1976 Dir rebellion
| Date | 3 September 1976 – 10 September 1976 |
| Location | Dir state |
| Result | Pakistani victory Suppression of rebellion; |

Belligerents
- Pakistan Dir Levies: Dir rebels

Commanders and leaders
- Z.A Bhutto: Unknown

Units involved
- Pakistan Army XI Corps; Armoured corps; Artillery regiment; Engineer corps; Pakistan Air Force Dir Levies: Sultan Khel Paidan Khel

Strength
- ~10,000: ~2,000

Casualties and losses
- ~300 killed: ~180 killed

= 1976 Dir rebellion =

1976 Dir revolt refers to a rebellion by Youafzai tribesmen against the government of Pakistan from 3 September to 10 September 1976. The rebellion was suppressed and stabilised government control over the area.

==Background==
Dir was a Princely state under the British suzerainty and after the Partition of India, it became part of Pakistan. Its autonomy was reduced in 1955 and after a coup by Pakistani special forces in 1960, the area came under de facto Pakistani control. In 1969, the state of dir was officially abolished and it was fully incorporated into Pakistan. Zulfiqar Ali Bhutto started a land reform project in which large sections of timber forest was confiscated. It was a vital source of income for the locals and they stated protesting against the reform.

==Rebellion==
The rebellion initially started as a protest by the local tribesmen in the Shongan valley south of Dir. In an effort to disperse the protesters, Dir Levies started firing tear gas shells on the protesters.

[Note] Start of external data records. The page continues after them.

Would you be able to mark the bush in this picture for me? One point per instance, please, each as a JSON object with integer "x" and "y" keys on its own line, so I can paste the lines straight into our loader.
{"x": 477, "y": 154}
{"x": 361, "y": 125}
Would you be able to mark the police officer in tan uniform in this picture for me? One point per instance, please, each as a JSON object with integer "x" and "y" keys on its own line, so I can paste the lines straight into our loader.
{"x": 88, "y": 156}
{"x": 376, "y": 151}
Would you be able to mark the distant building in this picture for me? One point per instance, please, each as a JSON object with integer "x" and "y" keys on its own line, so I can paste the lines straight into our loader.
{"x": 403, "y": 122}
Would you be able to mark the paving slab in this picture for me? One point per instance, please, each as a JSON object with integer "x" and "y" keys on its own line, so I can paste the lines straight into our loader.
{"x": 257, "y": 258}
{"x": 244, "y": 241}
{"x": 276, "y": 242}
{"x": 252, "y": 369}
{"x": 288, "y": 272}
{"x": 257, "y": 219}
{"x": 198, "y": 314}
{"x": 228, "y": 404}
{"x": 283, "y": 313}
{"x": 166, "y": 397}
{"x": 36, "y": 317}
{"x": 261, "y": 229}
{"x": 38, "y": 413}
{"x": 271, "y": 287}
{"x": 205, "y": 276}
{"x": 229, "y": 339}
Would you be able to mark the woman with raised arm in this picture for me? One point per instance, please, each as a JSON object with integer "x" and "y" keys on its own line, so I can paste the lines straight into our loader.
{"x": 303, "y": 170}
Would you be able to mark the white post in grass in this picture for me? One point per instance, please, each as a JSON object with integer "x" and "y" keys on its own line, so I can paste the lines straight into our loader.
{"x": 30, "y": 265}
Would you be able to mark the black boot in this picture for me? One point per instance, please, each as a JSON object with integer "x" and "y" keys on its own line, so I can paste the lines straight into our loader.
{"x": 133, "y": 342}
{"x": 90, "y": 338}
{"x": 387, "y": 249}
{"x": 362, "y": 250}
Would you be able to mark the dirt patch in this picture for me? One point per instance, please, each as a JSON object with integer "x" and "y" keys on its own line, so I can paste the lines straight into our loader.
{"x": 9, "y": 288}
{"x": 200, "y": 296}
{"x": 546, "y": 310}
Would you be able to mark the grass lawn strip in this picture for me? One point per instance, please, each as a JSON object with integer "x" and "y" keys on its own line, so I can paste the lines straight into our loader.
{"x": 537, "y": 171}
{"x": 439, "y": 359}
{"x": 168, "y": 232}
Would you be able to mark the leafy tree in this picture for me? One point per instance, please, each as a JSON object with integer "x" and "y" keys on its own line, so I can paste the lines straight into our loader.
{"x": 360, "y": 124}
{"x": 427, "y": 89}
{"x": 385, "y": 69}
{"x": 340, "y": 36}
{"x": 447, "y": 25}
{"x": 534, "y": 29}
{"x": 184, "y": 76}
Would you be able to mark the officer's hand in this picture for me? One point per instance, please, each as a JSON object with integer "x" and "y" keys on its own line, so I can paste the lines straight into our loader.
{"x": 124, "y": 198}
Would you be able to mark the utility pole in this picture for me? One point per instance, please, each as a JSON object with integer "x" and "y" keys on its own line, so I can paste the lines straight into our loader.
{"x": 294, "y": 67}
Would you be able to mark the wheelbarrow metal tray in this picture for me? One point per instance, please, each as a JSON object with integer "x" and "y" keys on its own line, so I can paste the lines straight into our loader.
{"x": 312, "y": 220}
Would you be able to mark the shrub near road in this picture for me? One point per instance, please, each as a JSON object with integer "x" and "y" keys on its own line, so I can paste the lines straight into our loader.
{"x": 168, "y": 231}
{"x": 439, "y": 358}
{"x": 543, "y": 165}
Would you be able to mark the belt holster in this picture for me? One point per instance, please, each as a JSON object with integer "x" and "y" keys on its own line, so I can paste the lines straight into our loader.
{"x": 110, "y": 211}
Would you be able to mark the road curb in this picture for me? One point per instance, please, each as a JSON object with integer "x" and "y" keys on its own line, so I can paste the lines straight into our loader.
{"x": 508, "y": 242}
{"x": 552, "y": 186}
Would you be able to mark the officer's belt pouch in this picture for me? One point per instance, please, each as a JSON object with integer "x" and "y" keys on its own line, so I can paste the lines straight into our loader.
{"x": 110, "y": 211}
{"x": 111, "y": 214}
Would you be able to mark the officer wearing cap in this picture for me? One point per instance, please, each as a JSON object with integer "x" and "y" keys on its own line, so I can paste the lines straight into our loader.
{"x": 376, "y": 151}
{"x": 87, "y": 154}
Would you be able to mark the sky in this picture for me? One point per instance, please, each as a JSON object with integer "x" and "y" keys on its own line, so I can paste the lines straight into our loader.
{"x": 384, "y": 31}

Upon hearing the sound of shelling, multiple tribesmen including Suktankhel and Paidankhel tribesmen carrying melee weapons from the surrounding areas also entered the battlefield and started attacking the troops of Dir Levies. The situation soon went out of the control of Dir Levies. The tribesmen had blockaded the main road to Dir city and they had put the town under siege. They looted multiple military weapons storehouses, destroyed a government hospital, and lowered Pakistani flags replacing them with the flags of Dir. The Pakistani government decided to deploy the Pakistan army and Pakistan Air Force to quell the rebellion. 10,000 troops of Pakistan army entered the area. They faced heavy resistance from the 2000 tribesmen. A team of Pakistani military engineers was ambushed by the tribesmen. Infantry alone failed to quell the rebellion, and so tanks and artillery were used extensively. Sniper positions were established on multiple mountains. Similarly Pakistani Air Force's Sabres also launched multiple air strikes on the tribesmen. Pakistani casualties were about 300 while the casualties for the tribesmen numbered at around 180. The military succeeded in suppressing the rebellion on 10 September.

==Aftermath==
Zulfiqar Ali Bhutto visited the area after the rebellion. He expressed sorrow at the loss of life and blamed it on the irresponsible behaviour of Dir Levies. The land reforms went through without further problem.